En ouvrant sa boîte de courriel, un jeune doctorant reçoit une missive pour le moins flatteuse. Une maison d’édition en ligne a repéré son mémoire et désire le publier. Gratuitement. Occasion en or, ou piège?
Chaque année, des milliers de diplômés à travers le monde sont sollicités par une des 24 filiales du consortium allemand VDM : Éditions universitaires européennes (EUE), Presses académiques francophones (PAF), Lambert academic publishing (LAP), etc. Ces maisons d’édition utilisent le système d’impression sur demande : l’auteur n’a rien à débourser, mais doit assurer la mise en page de son document. La maison d’édition affiche ensuite l’ouvrage en ligne.

Un livre gratuit ?
« Pour les gens qui veulent un exemplaire de leur thèse reliée gratuite et qui n’ont pas les moyens de publier à compte d’auteur, c’est peut-être une bonne voie », explique Tara Macdonald, étudiante à l’Université d’Ottawa (qui n’a pas publié son mémoire avec une de ces maisons d’édition). Or, selon des informations récentes, les étudiants recevraient maintenant gratuitement non pas un exemplaire papier, mais électronique.


Des redevances pour l’auteur
La plupart de ces maisons d’édition proposent également des redevances de 12 pour cent sur les ventes. « C’est assez courant comme redevance, dit Ysolde Gendreau, professeure à la Faculté de droit de l’Université de Montréal, et spécialiste du droit d’auteur, mais leur calcul est plutôt alambiqué. » En effet, selon le contrat de VDM, l’auteur ne récolte finalement que cinq à six pour cent du prix de vente du livre après certaines déductions.

De plus, VDM ne remet aucune redevance si le montant de celles-ci n’atteint pas 10 euros par mois. Si un livre permet de récolter à son auteur des redevances entre 10 et 50 euros par mois, ce dernier recevra un coupon d’achat. L’Université catholique d’Australie a calculé qu’un diplômé devrait vendre environ 11 livres par mois pour atteindre plus de 50 euros en redevances, qui seraient ensuite déposées dans un compte bancaire (si l’étudiant ne fournit pas de coordonnées bancaires, l’éditeur ne versera pas les redevances).

Un plus grand accès ?
La possibilité de voir afficher sa thèse sur des sites populaires attire également les étudiants. « Mon mémoire de maîtrise aurait seulement été affiché sur Proquest, mais maintenant, il se retrouve sur plusieurs sites, et Google devrait le trouver plus facilement », explique une étudiante de l’Université Concordia qui a publié chez VDM.

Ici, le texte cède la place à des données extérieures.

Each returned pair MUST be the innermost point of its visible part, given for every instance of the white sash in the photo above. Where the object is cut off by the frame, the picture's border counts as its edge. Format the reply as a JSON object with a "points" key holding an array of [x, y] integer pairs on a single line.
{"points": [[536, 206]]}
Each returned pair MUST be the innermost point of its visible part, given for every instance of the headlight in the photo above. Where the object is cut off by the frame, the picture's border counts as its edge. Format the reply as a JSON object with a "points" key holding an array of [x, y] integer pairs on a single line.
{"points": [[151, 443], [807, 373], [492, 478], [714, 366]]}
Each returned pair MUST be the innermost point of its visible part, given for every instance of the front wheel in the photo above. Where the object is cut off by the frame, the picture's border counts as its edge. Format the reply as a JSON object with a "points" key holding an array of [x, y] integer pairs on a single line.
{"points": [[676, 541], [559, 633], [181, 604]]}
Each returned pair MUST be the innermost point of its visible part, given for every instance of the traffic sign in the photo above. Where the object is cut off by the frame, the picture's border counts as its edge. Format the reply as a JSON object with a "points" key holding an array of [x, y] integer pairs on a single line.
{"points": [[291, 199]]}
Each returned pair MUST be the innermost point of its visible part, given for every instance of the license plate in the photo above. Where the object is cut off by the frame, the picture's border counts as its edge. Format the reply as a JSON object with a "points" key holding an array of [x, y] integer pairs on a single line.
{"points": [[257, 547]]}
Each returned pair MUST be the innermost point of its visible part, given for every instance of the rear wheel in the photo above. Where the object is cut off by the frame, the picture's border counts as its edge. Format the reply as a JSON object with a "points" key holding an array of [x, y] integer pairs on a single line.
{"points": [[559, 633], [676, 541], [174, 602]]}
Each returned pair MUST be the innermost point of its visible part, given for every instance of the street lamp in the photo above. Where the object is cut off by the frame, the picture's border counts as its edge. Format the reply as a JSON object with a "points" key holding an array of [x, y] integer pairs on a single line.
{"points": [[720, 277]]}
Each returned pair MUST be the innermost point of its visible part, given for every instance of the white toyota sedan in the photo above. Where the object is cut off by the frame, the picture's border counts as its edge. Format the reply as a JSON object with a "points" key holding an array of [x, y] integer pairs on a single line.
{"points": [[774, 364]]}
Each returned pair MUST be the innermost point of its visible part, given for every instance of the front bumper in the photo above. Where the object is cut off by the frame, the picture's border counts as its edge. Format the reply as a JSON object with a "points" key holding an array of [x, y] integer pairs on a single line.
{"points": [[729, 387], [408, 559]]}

Malheureusement, avec des milliers de nouveaux titres chaque mois, la thèse risque de se noyer dans le flot de publications. Nous avons ainsi pu recenser sur Amazon près de 120 000 titres publiés depuis environ quatre ans seulement par les filiales les plus actives au Canada (soit VDM, LAP, ÉUÉ et la récente PAF).
La bibliothécaire de l’INRS-UCS, Marie-Ève Dugas, acquiesce : « Quel genre de visibilité et d’accessibilité ça donne, d’être sur Amazon? Déjà, la thèse est accessible en ligne gratuitement sur les sites Web des universités. » De plus, le prix de vente (en moyenne 100 $) devient un sérieux frein à l’accessibilité.

Un avantage pour le CV ?
Dans un monde universitaire de plus en plus concurrentiel, il devient aussi tentant de publier rapidement pour ensuite ajouter la publication à son CV. Philip Cercone, directeur général aux Presses universitaires McGill-Queen’s, met toutefois en garde les étudiants qui seraient tentés d’emprunter cette voie : « Ces publications ne sont pas revues par les pairs, et ne font l’objet d’aucun travail d’édition. Les comités de sélection dans les universités ne leur accorderont aucune crédibilité ».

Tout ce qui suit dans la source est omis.